Every year, there are special Atlanta History Center homeschool days where homeschooling families can enter for a discounted rate. To begin the year, though, the museum held a Homeschool Open House day when admission was absolutely free! This was the first year that we were able to attend and we thoroughly enjoyed our visit!
Since the museum is in Georgia, a lot of the historical exhibits relate directly to Georgia history and the development of the city of Atlanta. This display shows the typical dress of a Cherokee Indian during the 1830s. I had no idea that many Cherokees had assimilated colonial styles of dress in those days.
An actual millstone from an 1800s flour mill. That thing was enormous.

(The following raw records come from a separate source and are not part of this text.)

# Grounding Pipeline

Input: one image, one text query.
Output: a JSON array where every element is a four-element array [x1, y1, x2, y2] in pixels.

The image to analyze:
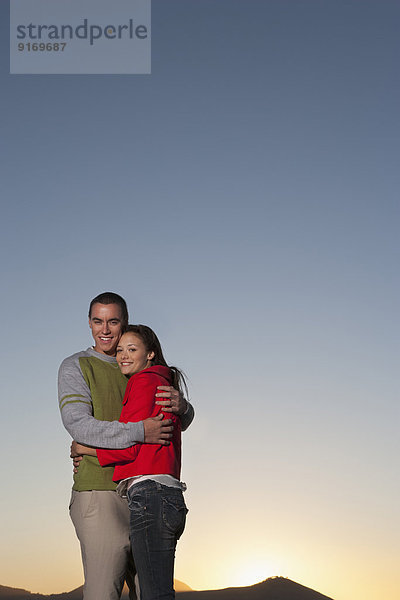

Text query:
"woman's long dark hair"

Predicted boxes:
[[123, 325, 189, 399]]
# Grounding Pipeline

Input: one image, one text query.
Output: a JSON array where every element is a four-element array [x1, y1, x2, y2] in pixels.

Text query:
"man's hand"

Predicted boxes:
[[156, 385, 187, 415], [70, 440, 83, 473], [143, 415, 174, 446]]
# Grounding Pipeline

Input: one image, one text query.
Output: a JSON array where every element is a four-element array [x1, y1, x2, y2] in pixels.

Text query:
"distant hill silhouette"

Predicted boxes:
[[179, 577, 333, 600], [0, 577, 333, 600]]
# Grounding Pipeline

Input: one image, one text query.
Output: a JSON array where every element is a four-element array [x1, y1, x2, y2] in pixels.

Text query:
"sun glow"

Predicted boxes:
[[230, 559, 278, 587]]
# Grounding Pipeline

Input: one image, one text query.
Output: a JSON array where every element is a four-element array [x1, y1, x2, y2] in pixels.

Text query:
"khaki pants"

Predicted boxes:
[[69, 490, 136, 600]]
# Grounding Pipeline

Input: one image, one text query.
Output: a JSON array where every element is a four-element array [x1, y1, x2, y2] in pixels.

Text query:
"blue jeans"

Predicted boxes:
[[127, 480, 187, 600]]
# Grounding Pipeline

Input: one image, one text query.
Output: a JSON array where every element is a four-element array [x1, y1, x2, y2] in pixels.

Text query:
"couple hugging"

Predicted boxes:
[[58, 292, 194, 600]]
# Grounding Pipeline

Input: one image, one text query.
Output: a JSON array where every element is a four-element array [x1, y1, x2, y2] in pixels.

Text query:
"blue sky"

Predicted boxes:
[[0, 0, 400, 600]]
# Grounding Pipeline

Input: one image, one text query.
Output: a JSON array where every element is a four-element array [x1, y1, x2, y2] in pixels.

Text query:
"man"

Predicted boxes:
[[58, 292, 194, 600]]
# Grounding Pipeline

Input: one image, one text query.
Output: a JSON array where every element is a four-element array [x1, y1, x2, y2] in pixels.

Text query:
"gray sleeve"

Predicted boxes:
[[180, 401, 194, 431], [58, 356, 144, 448]]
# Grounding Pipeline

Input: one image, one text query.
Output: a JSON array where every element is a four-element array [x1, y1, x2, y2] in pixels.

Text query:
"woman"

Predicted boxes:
[[74, 325, 187, 600]]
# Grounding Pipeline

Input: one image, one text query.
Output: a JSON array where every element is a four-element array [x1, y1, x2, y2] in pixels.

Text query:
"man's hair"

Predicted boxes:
[[89, 292, 129, 328]]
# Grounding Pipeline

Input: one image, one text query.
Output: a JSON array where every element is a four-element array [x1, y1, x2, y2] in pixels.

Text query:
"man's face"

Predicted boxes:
[[89, 303, 122, 356]]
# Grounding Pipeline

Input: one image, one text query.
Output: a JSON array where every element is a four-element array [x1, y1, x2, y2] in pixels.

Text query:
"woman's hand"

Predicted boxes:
[[156, 385, 187, 415]]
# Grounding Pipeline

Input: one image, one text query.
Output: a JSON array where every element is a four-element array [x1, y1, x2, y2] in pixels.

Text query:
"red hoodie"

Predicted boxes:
[[97, 365, 181, 481]]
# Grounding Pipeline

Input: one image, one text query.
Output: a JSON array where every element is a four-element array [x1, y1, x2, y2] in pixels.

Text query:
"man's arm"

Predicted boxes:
[[58, 356, 171, 448]]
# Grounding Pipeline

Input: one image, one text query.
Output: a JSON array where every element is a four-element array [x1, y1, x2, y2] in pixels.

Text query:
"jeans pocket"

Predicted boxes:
[[162, 494, 188, 540], [128, 495, 147, 531]]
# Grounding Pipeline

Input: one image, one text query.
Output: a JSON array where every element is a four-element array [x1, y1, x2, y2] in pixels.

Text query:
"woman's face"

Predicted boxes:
[[116, 331, 154, 377]]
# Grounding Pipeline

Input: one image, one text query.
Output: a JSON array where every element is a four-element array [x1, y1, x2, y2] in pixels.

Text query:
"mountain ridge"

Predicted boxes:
[[0, 577, 333, 600]]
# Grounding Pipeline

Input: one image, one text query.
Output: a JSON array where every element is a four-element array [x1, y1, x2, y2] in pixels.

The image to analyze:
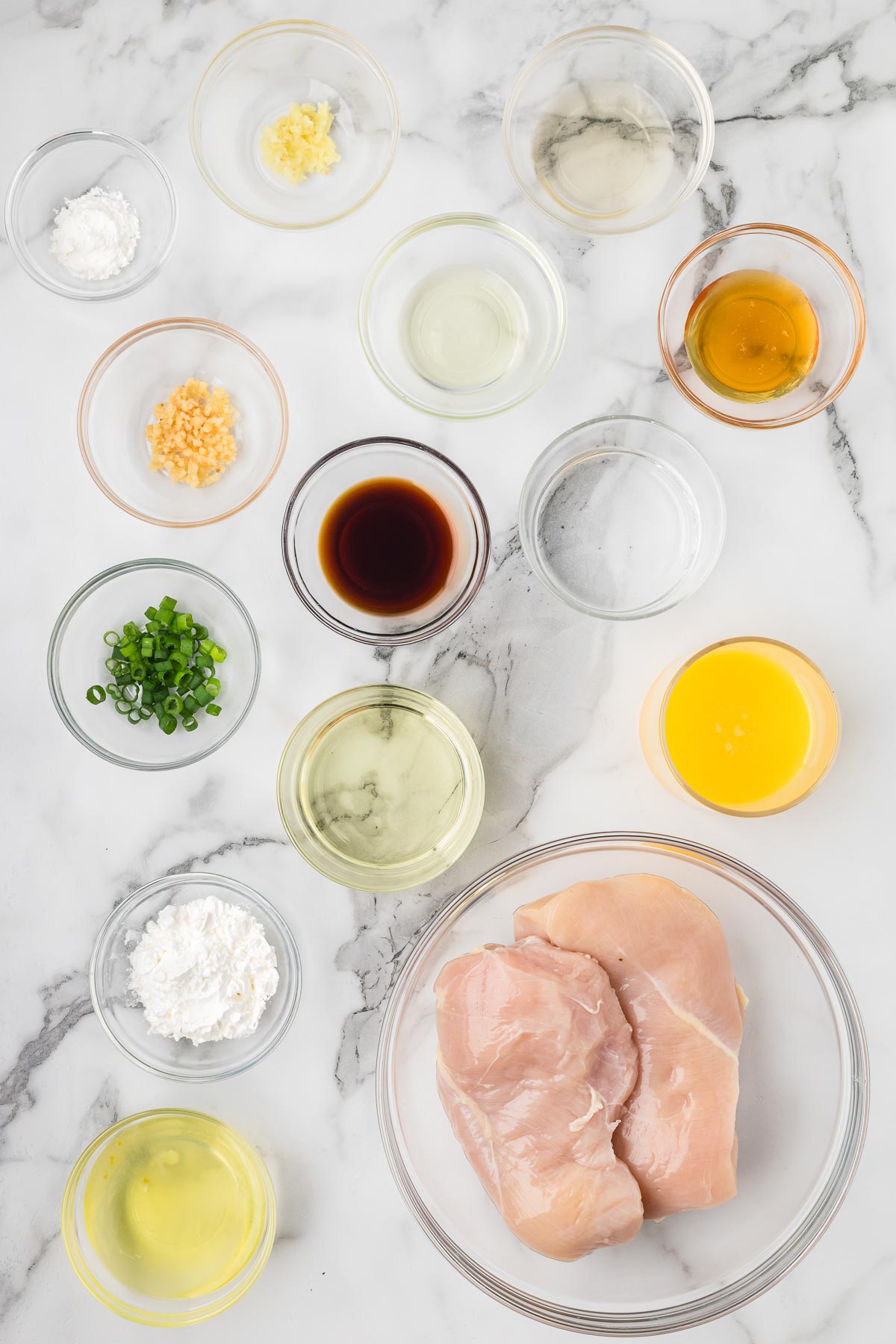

There were a lot of carriage and automotive companies in and around Atlanta in the 19th and 20th centuries. Here’s a life-sized reconstruction of a carriage from the John M. Smith Carriage Company.
One of the coolest things in the center, to me, was the Dixon-King Shotgun House. It’s an actual 1800s house that has been relocated and reassembled within the history center. They kept the original furniture and restored the interior.
A look at the house’s bedroom.
Typical Georgian high society fashion from the 1800s. I think I’d wear that floral dress today.
The biggest issue when you visit a museum with kids is keeping their hands off the exhibits. I really appreciated that the Atlanta History Center has specific items that are clearly marked for kids to touch. It gives them a chance to interact with the exhibits and it allows them to touch something, so that they won’t be tempted to grab everything they see.
An actual fire engine from the 1800s.
An entire exhibit at the center focused on the modern development of the city of Atlanta. There were pictures and models of several city landmarks. This is a picture of the High Museum of Art at night.
Replicas of native Indian handiwork from the 1800s. Northern Georgia was home to both the Cherokee and the Creek Indian tribes – both of which were forcibly removed along the Trail of Tears.
Outside the center, there are a couple of historical houses that have been restored. They keep sheep at one of them, just the way that farmers would have done in the 1800s.
We got the chance to examine this loom inside the Smith Family Farm house. (My inner crafter gave a little shout for joy at seeing an actual loom in person.)
After spending several hours at the center, we still didn’t see everything that was on display. We’ll definitely have to make another visit soon!